If you recently got married you may need advice on how to manage your money as a married couple and look at your investment strategy as a pair. If you’ve recently become a parent, you may want to consider an education fund, will and life insurance. If you’re looking to purchase a house or start up a business, a financial adviser can assist you with planning, and suggest how to reprioritise your income without losing sight of your retirement goals. In short, they can help you with a financial road map, take the hassle out of the investment process for you and give you a professional, unbiased (if they’re independent) and unemotional opinion.
#2 Have you been saving enough for retirement?
It’s one of those nagging questions that few of us want to confront. If you have underinvested in your twenties and thirties, you can feel like you want to stick your head in the sand and hope that you’ll get a windfall to make up for your lack of savings. It’s time to face the fear! You may be surprised how achievable your goals are when you investigate them. Try Prudential’s new Retirement Calculator Tool, which will guide you in growing your net worth.
#3 Have you built an emergency fund?
Living from paycheque to paycheque may not work for you forever. Life throws up curveballs, and you need to have some financial wiggle room to deal with them. Simply saving money in your cheque account can take huge discipline (it’s always tempting to dip into it), so the best option is to ensure you put the money away each month into a separate investment vehicle like a unit trust fund that will help grow your cash, but also give you quick, easy and penalty-free access when you need it.
#4 Is your asset allocation aligned with your goals?

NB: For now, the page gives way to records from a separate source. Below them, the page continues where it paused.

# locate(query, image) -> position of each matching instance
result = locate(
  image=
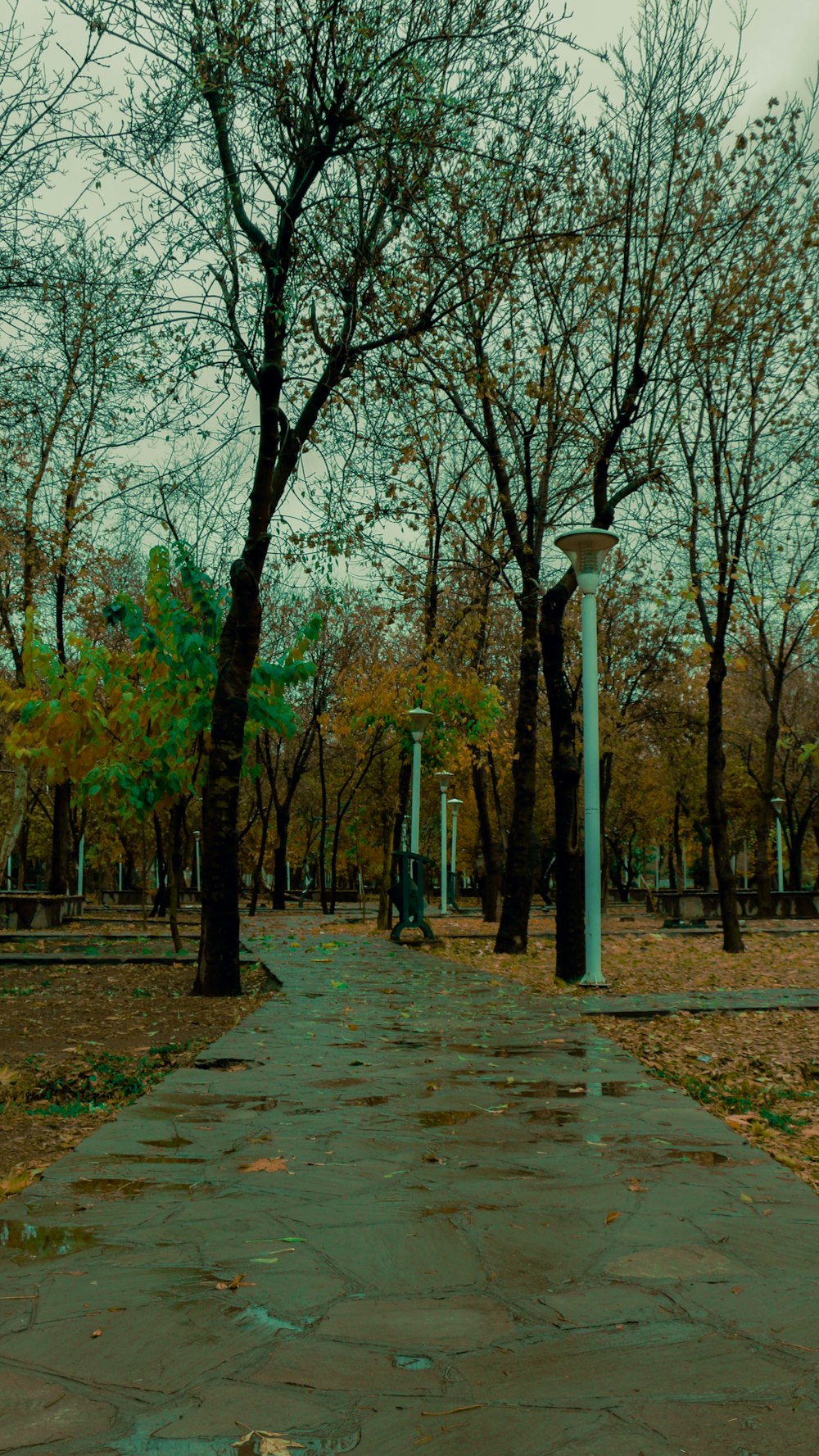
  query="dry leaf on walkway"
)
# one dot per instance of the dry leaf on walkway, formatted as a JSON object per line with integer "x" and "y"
{"x": 238, "y": 1281}
{"x": 266, "y": 1443}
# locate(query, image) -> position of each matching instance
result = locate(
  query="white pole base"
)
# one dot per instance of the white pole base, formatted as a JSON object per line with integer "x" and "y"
{"x": 592, "y": 979}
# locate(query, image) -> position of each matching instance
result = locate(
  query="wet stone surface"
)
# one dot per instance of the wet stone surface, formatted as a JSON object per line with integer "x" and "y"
{"x": 406, "y": 1206}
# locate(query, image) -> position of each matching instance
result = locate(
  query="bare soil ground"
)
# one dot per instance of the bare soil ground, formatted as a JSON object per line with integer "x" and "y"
{"x": 79, "y": 1040}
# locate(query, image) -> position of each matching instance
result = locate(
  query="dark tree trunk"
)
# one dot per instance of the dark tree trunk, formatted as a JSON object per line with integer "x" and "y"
{"x": 161, "y": 896}
{"x": 279, "y": 856}
{"x": 571, "y": 959}
{"x": 60, "y": 841}
{"x": 491, "y": 848}
{"x": 175, "y": 873}
{"x": 762, "y": 875}
{"x": 22, "y": 848}
{"x": 605, "y": 764}
{"x": 324, "y": 828}
{"x": 676, "y": 848}
{"x": 217, "y": 973}
{"x": 513, "y": 932}
{"x": 387, "y": 828}
{"x": 717, "y": 816}
{"x": 260, "y": 867}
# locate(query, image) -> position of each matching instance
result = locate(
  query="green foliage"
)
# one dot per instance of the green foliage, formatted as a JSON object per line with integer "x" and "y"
{"x": 131, "y": 717}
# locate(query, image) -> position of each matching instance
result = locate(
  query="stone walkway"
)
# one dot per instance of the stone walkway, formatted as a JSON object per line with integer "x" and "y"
{"x": 406, "y": 1208}
{"x": 665, "y": 1004}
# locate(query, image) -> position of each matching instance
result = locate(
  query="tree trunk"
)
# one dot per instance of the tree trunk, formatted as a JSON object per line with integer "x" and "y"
{"x": 175, "y": 873}
{"x": 324, "y": 828}
{"x": 335, "y": 858}
{"x": 492, "y": 862}
{"x": 762, "y": 875}
{"x": 387, "y": 826}
{"x": 605, "y": 764}
{"x": 22, "y": 854}
{"x": 513, "y": 932}
{"x": 161, "y": 896}
{"x": 569, "y": 891}
{"x": 676, "y": 848}
{"x": 217, "y": 973}
{"x": 279, "y": 858}
{"x": 717, "y": 817}
{"x": 260, "y": 867}
{"x": 60, "y": 841}
{"x": 18, "y": 816}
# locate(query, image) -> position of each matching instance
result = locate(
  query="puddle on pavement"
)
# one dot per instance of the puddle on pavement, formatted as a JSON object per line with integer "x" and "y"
{"x": 559, "y": 1116}
{"x": 223, "y": 1064}
{"x": 168, "y": 1142}
{"x": 447, "y": 1118}
{"x": 197, "y": 1105}
{"x": 708, "y": 1156}
{"x": 260, "y": 1318}
{"x": 123, "y": 1187}
{"x": 157, "y": 1158}
{"x": 566, "y": 1090}
{"x": 34, "y": 1241}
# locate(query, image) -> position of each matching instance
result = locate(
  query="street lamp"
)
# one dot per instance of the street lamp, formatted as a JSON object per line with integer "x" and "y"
{"x": 777, "y": 805}
{"x": 419, "y": 718}
{"x": 455, "y": 805}
{"x": 586, "y": 549}
{"x": 444, "y": 781}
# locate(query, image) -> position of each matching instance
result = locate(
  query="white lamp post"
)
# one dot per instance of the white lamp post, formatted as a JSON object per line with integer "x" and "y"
{"x": 419, "y": 718}
{"x": 444, "y": 781}
{"x": 455, "y": 805}
{"x": 779, "y": 811}
{"x": 586, "y": 549}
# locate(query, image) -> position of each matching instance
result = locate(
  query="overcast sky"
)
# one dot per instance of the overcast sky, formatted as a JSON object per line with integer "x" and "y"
{"x": 780, "y": 43}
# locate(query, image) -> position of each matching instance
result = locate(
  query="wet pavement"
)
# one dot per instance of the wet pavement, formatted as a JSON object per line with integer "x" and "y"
{"x": 405, "y": 1206}
{"x": 667, "y": 1004}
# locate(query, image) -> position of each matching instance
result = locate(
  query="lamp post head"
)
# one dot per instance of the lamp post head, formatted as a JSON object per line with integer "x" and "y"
{"x": 586, "y": 548}
{"x": 419, "y": 718}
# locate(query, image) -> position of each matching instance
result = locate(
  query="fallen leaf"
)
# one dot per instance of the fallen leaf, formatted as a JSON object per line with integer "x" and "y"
{"x": 455, "y": 1410}
{"x": 266, "y": 1443}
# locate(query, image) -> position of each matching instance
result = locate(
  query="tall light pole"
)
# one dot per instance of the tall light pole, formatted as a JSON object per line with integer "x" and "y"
{"x": 419, "y": 718}
{"x": 444, "y": 781}
{"x": 586, "y": 549}
{"x": 779, "y": 813}
{"x": 455, "y": 805}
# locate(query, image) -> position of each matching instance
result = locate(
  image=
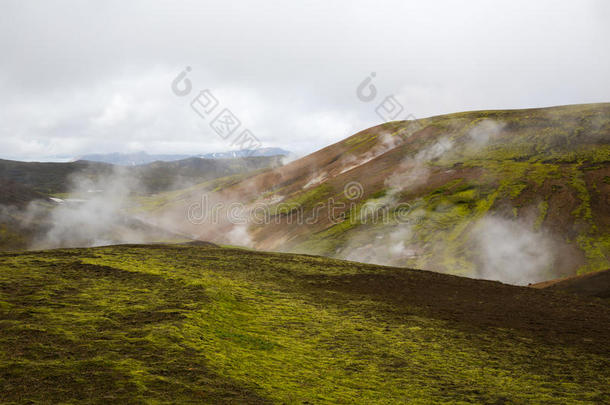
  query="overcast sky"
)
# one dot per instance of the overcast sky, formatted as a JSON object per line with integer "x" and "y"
{"x": 94, "y": 77}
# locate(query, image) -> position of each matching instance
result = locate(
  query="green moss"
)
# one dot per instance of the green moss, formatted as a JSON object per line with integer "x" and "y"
{"x": 171, "y": 324}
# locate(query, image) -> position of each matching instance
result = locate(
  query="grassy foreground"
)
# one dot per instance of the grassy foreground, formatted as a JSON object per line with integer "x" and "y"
{"x": 190, "y": 324}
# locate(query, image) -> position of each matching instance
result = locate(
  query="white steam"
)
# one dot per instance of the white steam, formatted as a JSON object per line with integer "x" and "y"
{"x": 511, "y": 251}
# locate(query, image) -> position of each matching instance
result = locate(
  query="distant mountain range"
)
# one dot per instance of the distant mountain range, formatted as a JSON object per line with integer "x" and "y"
{"x": 142, "y": 158}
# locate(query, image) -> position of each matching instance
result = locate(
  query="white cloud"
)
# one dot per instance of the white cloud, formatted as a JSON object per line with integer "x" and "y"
{"x": 94, "y": 77}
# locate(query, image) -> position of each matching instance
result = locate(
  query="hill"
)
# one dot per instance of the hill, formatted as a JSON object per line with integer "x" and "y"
{"x": 514, "y": 195}
{"x": 596, "y": 284}
{"x": 57, "y": 178}
{"x": 192, "y": 324}
{"x": 142, "y": 158}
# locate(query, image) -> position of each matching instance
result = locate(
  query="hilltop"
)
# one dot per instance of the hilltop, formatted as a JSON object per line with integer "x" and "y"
{"x": 515, "y": 195}
{"x": 192, "y": 324}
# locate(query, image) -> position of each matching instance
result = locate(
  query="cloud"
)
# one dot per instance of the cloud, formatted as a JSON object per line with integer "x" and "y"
{"x": 84, "y": 77}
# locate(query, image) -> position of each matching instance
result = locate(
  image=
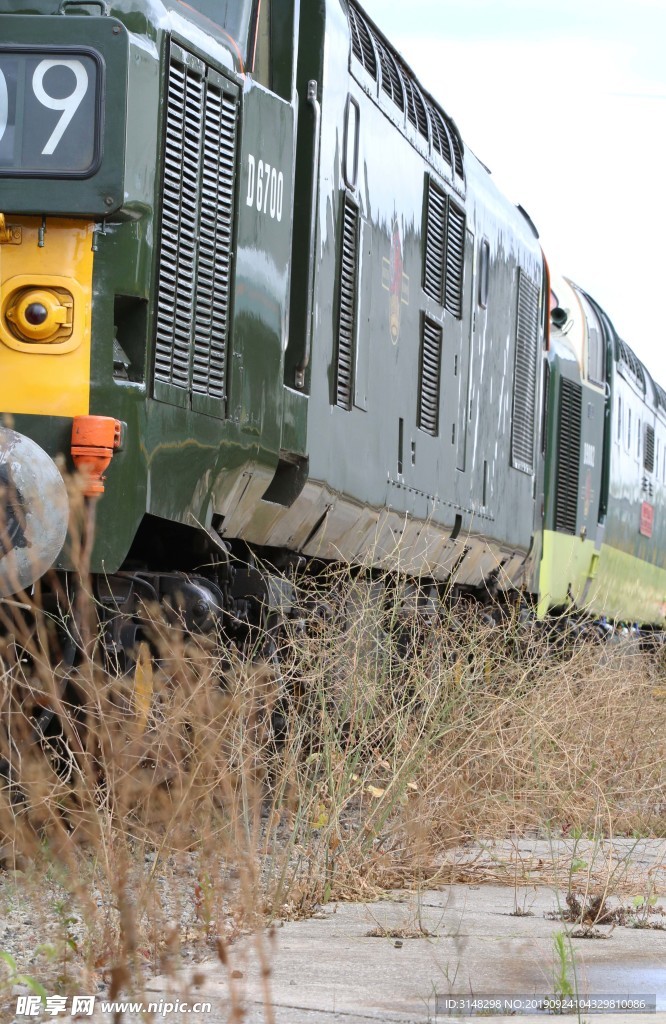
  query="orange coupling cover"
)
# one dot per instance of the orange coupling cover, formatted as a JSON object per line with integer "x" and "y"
{"x": 94, "y": 438}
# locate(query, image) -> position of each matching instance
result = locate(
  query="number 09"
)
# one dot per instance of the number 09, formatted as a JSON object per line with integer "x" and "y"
{"x": 68, "y": 104}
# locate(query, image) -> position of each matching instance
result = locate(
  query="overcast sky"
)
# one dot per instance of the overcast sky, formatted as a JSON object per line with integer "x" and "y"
{"x": 565, "y": 100}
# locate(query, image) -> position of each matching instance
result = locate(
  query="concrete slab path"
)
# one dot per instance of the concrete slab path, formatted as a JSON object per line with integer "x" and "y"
{"x": 399, "y": 960}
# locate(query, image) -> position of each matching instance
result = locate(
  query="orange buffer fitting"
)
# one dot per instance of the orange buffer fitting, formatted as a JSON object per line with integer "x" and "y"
{"x": 94, "y": 438}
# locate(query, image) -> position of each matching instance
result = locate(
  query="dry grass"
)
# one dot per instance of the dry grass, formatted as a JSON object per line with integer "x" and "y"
{"x": 400, "y": 737}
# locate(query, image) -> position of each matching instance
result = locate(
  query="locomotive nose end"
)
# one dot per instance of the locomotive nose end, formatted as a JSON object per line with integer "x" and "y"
{"x": 34, "y": 512}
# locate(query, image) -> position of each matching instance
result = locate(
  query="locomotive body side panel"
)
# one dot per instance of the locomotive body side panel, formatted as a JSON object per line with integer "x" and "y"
{"x": 392, "y": 483}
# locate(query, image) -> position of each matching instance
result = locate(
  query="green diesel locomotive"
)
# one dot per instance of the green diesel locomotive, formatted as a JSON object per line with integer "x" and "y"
{"x": 258, "y": 295}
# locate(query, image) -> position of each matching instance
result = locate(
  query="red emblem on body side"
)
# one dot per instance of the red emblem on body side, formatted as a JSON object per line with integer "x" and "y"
{"x": 647, "y": 519}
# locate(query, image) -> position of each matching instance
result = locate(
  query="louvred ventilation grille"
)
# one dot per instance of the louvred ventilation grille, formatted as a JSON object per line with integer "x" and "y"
{"x": 194, "y": 257}
{"x": 569, "y": 436}
{"x": 347, "y": 304}
{"x": 525, "y": 375}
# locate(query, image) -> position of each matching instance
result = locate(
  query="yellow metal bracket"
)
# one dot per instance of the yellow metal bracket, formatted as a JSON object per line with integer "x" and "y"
{"x": 9, "y": 233}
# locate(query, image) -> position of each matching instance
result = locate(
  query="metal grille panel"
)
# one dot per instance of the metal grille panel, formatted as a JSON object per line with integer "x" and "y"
{"x": 525, "y": 375}
{"x": 433, "y": 259}
{"x": 179, "y": 221}
{"x": 441, "y": 139}
{"x": 390, "y": 79}
{"x": 211, "y": 322}
{"x": 399, "y": 82}
{"x": 347, "y": 304}
{"x": 569, "y": 437}
{"x": 455, "y": 260}
{"x": 649, "y": 449}
{"x": 194, "y": 285}
{"x": 362, "y": 42}
{"x": 430, "y": 370}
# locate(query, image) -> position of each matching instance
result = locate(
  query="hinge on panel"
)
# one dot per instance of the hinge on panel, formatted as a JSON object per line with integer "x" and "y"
{"x": 9, "y": 233}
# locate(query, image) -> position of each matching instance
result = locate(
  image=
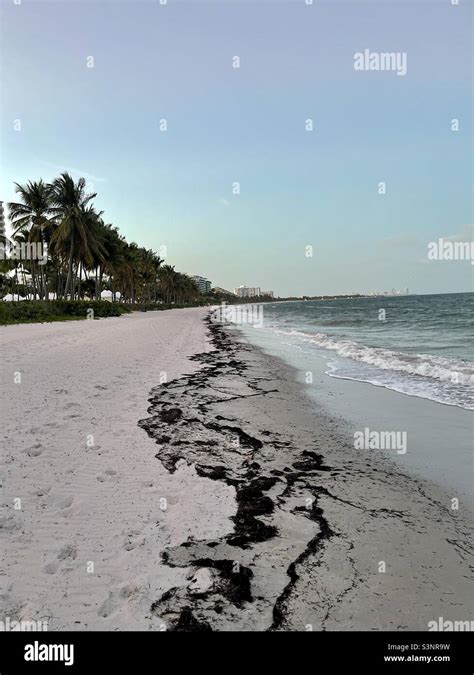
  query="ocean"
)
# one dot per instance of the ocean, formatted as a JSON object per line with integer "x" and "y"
{"x": 418, "y": 345}
{"x": 403, "y": 364}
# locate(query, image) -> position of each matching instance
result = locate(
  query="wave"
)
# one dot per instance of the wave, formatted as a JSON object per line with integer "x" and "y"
{"x": 449, "y": 370}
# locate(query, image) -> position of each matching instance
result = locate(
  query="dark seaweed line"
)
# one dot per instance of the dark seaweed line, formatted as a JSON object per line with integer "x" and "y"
{"x": 251, "y": 502}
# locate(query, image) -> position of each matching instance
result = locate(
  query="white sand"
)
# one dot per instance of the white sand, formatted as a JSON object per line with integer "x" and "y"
{"x": 99, "y": 504}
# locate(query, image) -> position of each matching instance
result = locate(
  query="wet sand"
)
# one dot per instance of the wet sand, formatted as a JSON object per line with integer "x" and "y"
{"x": 222, "y": 503}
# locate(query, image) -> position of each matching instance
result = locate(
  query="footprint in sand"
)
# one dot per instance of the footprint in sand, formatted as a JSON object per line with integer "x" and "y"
{"x": 134, "y": 538}
{"x": 117, "y": 598}
{"x": 52, "y": 567}
{"x": 42, "y": 492}
{"x": 108, "y": 475}
{"x": 35, "y": 450}
{"x": 67, "y": 553}
{"x": 66, "y": 502}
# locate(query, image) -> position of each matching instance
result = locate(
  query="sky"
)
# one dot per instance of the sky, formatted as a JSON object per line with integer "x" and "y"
{"x": 175, "y": 190}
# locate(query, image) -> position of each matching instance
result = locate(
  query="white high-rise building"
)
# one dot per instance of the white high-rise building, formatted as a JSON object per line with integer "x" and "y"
{"x": 247, "y": 291}
{"x": 2, "y": 221}
{"x": 203, "y": 284}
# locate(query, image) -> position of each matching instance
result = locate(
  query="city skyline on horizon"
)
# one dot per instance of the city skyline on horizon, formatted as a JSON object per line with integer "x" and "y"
{"x": 239, "y": 180}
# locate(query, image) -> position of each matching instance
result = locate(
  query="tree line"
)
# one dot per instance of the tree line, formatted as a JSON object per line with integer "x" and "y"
{"x": 85, "y": 255}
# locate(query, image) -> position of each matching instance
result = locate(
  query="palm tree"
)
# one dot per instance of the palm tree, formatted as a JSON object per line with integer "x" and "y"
{"x": 31, "y": 218}
{"x": 70, "y": 206}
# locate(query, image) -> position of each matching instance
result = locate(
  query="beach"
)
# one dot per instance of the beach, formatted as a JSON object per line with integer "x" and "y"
{"x": 171, "y": 476}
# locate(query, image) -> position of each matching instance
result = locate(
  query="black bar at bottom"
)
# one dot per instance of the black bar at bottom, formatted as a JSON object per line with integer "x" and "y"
{"x": 106, "y": 652}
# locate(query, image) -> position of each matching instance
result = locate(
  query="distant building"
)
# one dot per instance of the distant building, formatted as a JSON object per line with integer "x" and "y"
{"x": 203, "y": 284}
{"x": 218, "y": 289}
{"x": 248, "y": 291}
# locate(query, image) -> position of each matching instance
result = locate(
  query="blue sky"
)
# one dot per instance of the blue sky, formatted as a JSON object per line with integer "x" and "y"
{"x": 298, "y": 188}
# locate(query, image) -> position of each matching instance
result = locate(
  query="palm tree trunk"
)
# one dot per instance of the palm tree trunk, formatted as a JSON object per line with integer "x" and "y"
{"x": 69, "y": 270}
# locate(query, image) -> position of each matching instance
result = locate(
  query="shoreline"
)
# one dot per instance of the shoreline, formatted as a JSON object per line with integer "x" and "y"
{"x": 294, "y": 514}
{"x": 228, "y": 504}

They say 50 is the new 40 (and 40 the new 30), and while this may be true when it comes to fitness and health goals, you need a reality check about your situation when it comes to your investments. A fund that worked for you when you were a responsibility-free thirty-something may be too risky now that you are in your forties with three kids and a business to grow. Prudential’s new Goal Calculator Tool helps you define and achieve your goals, while also determining what monthly investment contribution is required to meet your goal within the specified time period.